Democrats and President Biden are eager to make the midterms a referendum on what they see as GOP extremism, rather than the economy or inflation where the White House remains underwater in polling. And while Biden and his aides haven’t singled out Lake, they have happily pointed to abortion restrictions, in particular a national ban proposed by Sen. Lindsey Graham and backed by former Vice President Mike Pence, as examples of the rightward shift of the Republican Party.
“If you are not with where the majority of Americans are, that is extreme,” White House press secretary Karine Jean-Pierre told RCP last month. “That is an extreme way of thinking.”
Lake has repeatedly denied the 2020 election, calling for the outcome of that contest to be decertified more than a year later. Traditional conservatives point to those statements while urging 2024 contenders to stay away from Arizona. Henry Olson, a conservative columnist at the Washington Post, wrote this summer that “nothing defines Lake more than her embrace of election denial” and begged Arizona Republicans not to nominate her. After she won that nomination and Virginia’s governor announced plans travel to the state, a National Review op-ed warned Youngkin to “hew closely to the lane he has staked out for himself” because “Trump sycophants are clogging up the rest of the road.”
Yet, the enthusiasm for Lake is undeniable in the GOP grassroots where her belligerence toward the media is not seen as a drawback. Lake has said that if elected she would enforce Arizona’s bygone abortion ban, a law on the books before Roe v. Wade was passed a half-century ago. It prohibited abortions and criminalized abortionists. When pressed on her position, Lake said she supports “saving as many lives as possible” and then turned the question back on the reporter.

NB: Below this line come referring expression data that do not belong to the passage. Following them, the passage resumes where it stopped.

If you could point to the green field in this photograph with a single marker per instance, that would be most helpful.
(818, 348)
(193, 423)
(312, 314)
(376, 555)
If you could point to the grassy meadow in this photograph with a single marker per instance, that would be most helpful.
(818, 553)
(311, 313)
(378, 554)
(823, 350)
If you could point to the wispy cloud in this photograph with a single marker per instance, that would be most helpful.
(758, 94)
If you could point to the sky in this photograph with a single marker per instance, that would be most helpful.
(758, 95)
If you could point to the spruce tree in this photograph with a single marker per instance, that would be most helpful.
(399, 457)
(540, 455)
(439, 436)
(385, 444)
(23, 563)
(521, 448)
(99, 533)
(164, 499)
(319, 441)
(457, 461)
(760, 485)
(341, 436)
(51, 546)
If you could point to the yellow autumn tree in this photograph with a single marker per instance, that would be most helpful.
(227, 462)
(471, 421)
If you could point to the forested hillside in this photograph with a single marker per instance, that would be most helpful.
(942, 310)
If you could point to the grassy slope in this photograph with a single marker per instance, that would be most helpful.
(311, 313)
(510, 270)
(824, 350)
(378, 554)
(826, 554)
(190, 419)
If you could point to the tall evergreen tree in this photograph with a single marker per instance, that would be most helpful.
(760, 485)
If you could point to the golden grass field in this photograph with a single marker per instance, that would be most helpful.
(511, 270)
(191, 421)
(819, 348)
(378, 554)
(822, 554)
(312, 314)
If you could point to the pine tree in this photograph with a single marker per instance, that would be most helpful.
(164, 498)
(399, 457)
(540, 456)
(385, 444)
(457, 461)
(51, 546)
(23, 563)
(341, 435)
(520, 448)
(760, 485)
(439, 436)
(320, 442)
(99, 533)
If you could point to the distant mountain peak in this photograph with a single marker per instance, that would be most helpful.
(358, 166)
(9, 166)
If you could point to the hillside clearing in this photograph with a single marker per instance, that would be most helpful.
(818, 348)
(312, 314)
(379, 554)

“What I really want to know, and I’ve been waiting, I tune into you guys all the time, I want to know where Katie Hobbs stands. I never hear you guys ask her that,” Lake said.
“Let me tell you where she stands. She supports abortion right up until birth and after birth. She supports that if a baby survives a botched abortion that that baby die on a cold metal tray. And none of you ever try to get her to talk about her stance,” the candidate continued.
A clip of the exchange went viral. Cruz shared the video on Twitter and said Monday “This is how it’s done.”
It is an open question whether that kind of rhetoric does more to get Arizona voters to the polls or animate the online conservatives. For now, regardless of controversy, potential presidential contenders are eager to associate with Lake who is becoming a rising star on the right.
“Kari Lake does as much to help Ted Cruz, Kristi Noem, or Glen Youngkin in Arizona as they do to help her,” said Barrett Marson, an Arizona GOP strategist. “It’s mutually beneficial for some of these candidates to come here and stand next to Lake. Whether they add to her vote total, it may not matter, they are still associating themselves with a very popular Republican candidate.”